Many observers said yesterday that they hope the new schools chief will help bring some experience and stability to a job where so much uncertainly is swirling at the moment.
“He or she is going to have to step in on a dime,” said Lynne Strickland, the longtime executive director of the Garden State Coalition of Schools, the suburban schools group. “We’re in the middle of a budget cycle, major policy initiatives under way. It will be helpful if that person knows how things work in Trenton and in the department as well.”
“We need a pragmatic pick, someone who can hit the ground running,” she said.
Zychowski, the North Brunswick superintendent rumored as a possible candidate for Cerf’s job but who was denying it yesterday, said that as a school leader, he hopes the next commissioner won’t bring a whole new set of initiatives.
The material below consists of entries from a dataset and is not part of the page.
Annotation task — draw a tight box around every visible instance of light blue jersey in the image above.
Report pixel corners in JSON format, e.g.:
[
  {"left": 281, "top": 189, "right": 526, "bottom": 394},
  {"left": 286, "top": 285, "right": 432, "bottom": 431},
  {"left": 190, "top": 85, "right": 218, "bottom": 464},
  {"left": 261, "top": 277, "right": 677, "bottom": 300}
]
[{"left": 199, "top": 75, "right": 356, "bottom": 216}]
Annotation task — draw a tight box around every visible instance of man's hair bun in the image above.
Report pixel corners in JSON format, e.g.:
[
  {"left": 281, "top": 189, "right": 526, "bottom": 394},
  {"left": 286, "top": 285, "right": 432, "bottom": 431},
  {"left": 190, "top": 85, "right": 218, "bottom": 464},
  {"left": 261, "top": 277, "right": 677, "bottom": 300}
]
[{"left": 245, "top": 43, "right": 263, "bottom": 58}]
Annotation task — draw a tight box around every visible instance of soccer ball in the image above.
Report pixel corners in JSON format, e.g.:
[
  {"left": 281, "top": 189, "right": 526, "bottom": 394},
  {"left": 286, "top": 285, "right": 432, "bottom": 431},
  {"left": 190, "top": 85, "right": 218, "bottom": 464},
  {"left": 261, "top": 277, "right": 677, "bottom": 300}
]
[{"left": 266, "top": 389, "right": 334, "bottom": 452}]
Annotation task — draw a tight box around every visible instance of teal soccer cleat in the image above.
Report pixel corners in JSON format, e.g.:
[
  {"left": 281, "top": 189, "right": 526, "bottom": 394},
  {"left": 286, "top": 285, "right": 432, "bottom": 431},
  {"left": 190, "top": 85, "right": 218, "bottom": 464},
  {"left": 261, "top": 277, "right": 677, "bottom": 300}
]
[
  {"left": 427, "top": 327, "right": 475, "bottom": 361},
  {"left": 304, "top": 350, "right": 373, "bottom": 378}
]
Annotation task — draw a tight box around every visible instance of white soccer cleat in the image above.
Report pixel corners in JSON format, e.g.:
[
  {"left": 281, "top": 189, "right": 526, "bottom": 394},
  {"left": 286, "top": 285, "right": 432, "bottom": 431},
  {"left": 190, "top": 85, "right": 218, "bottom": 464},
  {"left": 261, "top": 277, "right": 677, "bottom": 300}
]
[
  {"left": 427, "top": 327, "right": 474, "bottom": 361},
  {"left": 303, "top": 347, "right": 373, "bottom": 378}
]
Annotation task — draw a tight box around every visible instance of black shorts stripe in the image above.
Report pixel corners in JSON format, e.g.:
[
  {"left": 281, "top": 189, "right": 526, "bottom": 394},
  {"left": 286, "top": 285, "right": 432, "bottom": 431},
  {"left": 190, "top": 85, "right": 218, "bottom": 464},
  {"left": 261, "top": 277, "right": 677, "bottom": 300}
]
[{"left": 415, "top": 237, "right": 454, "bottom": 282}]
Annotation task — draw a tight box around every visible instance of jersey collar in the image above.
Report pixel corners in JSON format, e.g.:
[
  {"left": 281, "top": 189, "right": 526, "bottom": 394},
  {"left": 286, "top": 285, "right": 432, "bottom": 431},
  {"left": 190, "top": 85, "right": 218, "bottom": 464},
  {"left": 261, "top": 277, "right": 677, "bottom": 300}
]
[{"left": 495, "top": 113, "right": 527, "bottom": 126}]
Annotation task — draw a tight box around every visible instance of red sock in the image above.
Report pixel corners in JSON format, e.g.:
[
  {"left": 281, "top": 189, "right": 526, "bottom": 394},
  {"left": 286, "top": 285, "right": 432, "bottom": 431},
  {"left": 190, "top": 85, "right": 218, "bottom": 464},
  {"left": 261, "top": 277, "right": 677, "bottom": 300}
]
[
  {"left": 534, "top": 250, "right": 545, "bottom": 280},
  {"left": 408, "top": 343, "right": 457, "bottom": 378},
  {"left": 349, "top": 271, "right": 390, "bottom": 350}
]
“What I expect next is difficult implementation of what has started,” he said. “In some ways, we’re still at pre-implementation, and I am just hoping the next commissioner will stay focused on these . . . Let’s get this done.”
In an interview this week, Cerf agreed there is unfinished business for his successor to complete. He sent out ayesterday reflecting on what he considered his main accomplishments.
“All of that is in our rear-view mirror,” he said in the interview when asked about his policy accomplishments. “And yet all of that constitutes what is equally in the execution and implementation phase. So, if you want to characterize it as unfinished business, I would say that all of these lines of work are in need of continued and faithful implementation.”
While Cerf would not disclose whom he had recommended as his successor, he said he felt the department was in a good position to carry on his work.
“I think the department is really on a path to execute a lot of the initiatives that we have launched,” he said Monday. “I feel very good about the hands in which I am leaving it in.”